Buying diamonds can feel overwhelming at times and downright challenging, but buying tiny diamonds (melee) brings it to a whole new level. Looking at small goods and tiny diamonds is not easy, even for an experienced grader and or dealer. When buying just a few stones or a large parcel, it’s really important that you understand what you're buying. Understanding the value behind what you're getting , and how the price per carat relates to what you're actually getting, is key.
The best place to buy loose diamonds is from a source who has a reputation for excellence and integrity. You need to work with someone that will provide as much information as possible so you feel confident in what you're getting.
Stocking your operation with high quality stones and eye-catching settings is the first step in securing a strong customer base. However, it does require some intelligent buying and planning. In order to be sure that you are getting the best melee for your money, consider these top tips:
Select a Sincere Supplier
There are many suppliers promising loose diamond parcels at wholesale prices. Unfortunately, not all can be trusted to supply quality goods. The best first step to find reliable large or tiny diamonds for sale is to narrow the list of potential suppliers to the most trustworthy diamond jewelry wholesalers. Although doing your homework is essential when buying diamonds, at all levels, the best suppliers will offer a distinct level of transparency and a wealth of information that takes a lot of the guesswork out of the process. Narrow your list, cutting out suppliers with negative reviews and overly aggressive sales pitches, so you don’t get trapped in the “too good to be true” scenario.
Beware of BDB Changes
The Bharat Diamond Bourse (BDB) has long been considered a leader in the diamond industry, and it was the first to define itself as dealing only in natural diamonds. Thereby, it helped buyers to ensure that they were buying true, natural, mined diamonds, and not synthetics. Unfortunately, the BDB announced that it may be changing its stance. A vote could overturn the “natural diamonds only” status. As a leader and trendsetter in the industry, if the BDB begins to consider synthetics in its trading practices, then others may soon follow suit. You want to ensure that you are getting authentic stones, not those grown in a lab, so be sure that you are aware of the stance taken by your selected supply chain.
Your consumer is going to want some sort of assurance that they are getting what they are paying for, and that begins with you ensuring that the tiny diamonds for sale are being certified by your supplier. They should be inspected and graded by a GIA-certified specialist, so you know exactly what your money is buying, and you can pass the assurance on to your customer base.
Clients are always talking about great deals they are getting, but are they really getting a deal? A perfect example is when a client says they are buying 1.7mm at $500 per carat. One of the first things I ask before even asking about color and clarity is what the weight of the stone is. Here is the difference:
Precision cut 1.7mm diamonds weigh 0.02 pts each. At $500 per carat, the stone cost is $10.00
Poorly cut 1.7mm diamond weighs 0.025 pts each.

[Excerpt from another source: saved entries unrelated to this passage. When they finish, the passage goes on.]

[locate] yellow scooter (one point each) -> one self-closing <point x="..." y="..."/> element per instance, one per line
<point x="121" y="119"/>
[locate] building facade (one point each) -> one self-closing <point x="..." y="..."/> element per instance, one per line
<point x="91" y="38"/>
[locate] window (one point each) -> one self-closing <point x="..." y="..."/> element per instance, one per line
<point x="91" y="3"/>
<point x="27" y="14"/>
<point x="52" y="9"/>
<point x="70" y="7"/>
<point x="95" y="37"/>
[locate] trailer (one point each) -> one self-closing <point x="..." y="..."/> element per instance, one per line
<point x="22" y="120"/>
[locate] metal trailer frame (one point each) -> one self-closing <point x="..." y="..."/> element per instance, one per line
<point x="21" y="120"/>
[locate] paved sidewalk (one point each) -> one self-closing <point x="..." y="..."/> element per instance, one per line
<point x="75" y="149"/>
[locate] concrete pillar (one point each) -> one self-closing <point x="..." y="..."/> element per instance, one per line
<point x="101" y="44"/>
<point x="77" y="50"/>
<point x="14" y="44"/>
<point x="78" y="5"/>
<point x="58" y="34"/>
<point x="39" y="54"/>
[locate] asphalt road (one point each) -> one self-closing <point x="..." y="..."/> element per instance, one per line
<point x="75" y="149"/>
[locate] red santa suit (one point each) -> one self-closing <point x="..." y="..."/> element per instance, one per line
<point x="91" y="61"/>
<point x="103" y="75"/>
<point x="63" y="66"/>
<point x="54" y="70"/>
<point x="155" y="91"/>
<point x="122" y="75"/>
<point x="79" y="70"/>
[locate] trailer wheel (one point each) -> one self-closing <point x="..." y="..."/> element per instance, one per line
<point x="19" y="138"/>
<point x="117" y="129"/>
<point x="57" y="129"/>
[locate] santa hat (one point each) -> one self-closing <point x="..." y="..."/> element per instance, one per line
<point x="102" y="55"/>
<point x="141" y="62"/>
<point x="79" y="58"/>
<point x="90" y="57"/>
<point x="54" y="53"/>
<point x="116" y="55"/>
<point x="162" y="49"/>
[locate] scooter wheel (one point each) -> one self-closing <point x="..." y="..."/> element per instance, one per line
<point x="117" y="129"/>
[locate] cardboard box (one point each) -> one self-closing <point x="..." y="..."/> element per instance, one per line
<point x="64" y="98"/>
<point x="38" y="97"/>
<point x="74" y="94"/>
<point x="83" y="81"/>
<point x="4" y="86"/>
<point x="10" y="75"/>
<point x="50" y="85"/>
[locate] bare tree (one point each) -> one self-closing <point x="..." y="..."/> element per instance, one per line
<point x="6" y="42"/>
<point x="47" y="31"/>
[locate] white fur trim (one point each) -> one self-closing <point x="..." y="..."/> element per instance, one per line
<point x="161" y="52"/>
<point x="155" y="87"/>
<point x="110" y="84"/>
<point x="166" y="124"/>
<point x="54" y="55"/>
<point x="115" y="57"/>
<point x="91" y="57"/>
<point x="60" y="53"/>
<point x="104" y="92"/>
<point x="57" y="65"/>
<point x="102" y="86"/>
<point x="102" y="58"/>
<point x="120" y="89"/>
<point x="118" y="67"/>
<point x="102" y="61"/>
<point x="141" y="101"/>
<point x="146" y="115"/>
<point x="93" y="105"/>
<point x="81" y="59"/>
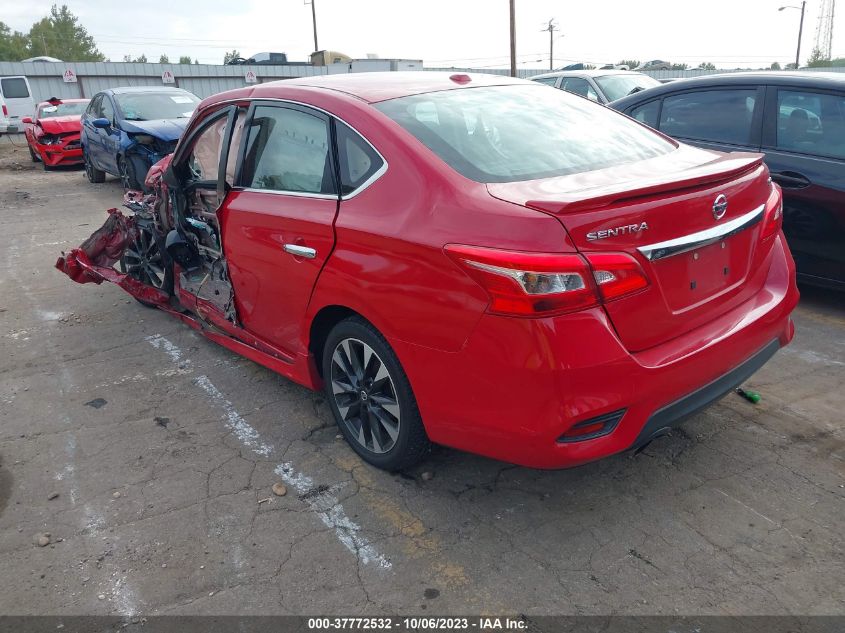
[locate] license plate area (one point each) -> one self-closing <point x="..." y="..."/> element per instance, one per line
<point x="690" y="278"/>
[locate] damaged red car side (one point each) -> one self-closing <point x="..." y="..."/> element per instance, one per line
<point x="53" y="134"/>
<point x="474" y="261"/>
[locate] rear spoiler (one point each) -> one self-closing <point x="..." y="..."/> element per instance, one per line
<point x="723" y="169"/>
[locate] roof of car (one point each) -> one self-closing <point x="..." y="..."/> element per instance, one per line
<point x="586" y="73"/>
<point x="85" y="100"/>
<point x="136" y="89"/>
<point x="782" y="78"/>
<point x="372" y="87"/>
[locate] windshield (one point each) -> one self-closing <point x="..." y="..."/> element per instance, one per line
<point x="513" y="133"/>
<point x="149" y="106"/>
<point x="617" y="86"/>
<point x="63" y="109"/>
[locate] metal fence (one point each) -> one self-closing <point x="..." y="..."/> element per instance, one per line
<point x="48" y="79"/>
<point x="527" y="73"/>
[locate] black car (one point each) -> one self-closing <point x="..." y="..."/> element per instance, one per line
<point x="797" y="120"/>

AT $450 per carat, the stone cost is $11.25
It's really important to go beyond the price per carat as you see in the example above. You're in fact paying more for a stone that is not nearly as nice. It’s also important to be able to have your diamonds graded properly. Not everyone grades their stones according to GIA standards. We have seen what is clearly a SI quality being called VVS. Increasing your own knowledge, so that you can pass along to your clients, is very important.
Once you have ruled out suppliers with poor reputations and those who aren’t willing to provide certification and grading, it is time to narrow the list further by price. You do want to get the biggest bang for your buck. If you buy wisely, then you can pass the savings on to your consumers. Buy based on the five C’s: color, clarity, carat, cut, and cost! Know the stone, and then compare prices of stones of similar quality.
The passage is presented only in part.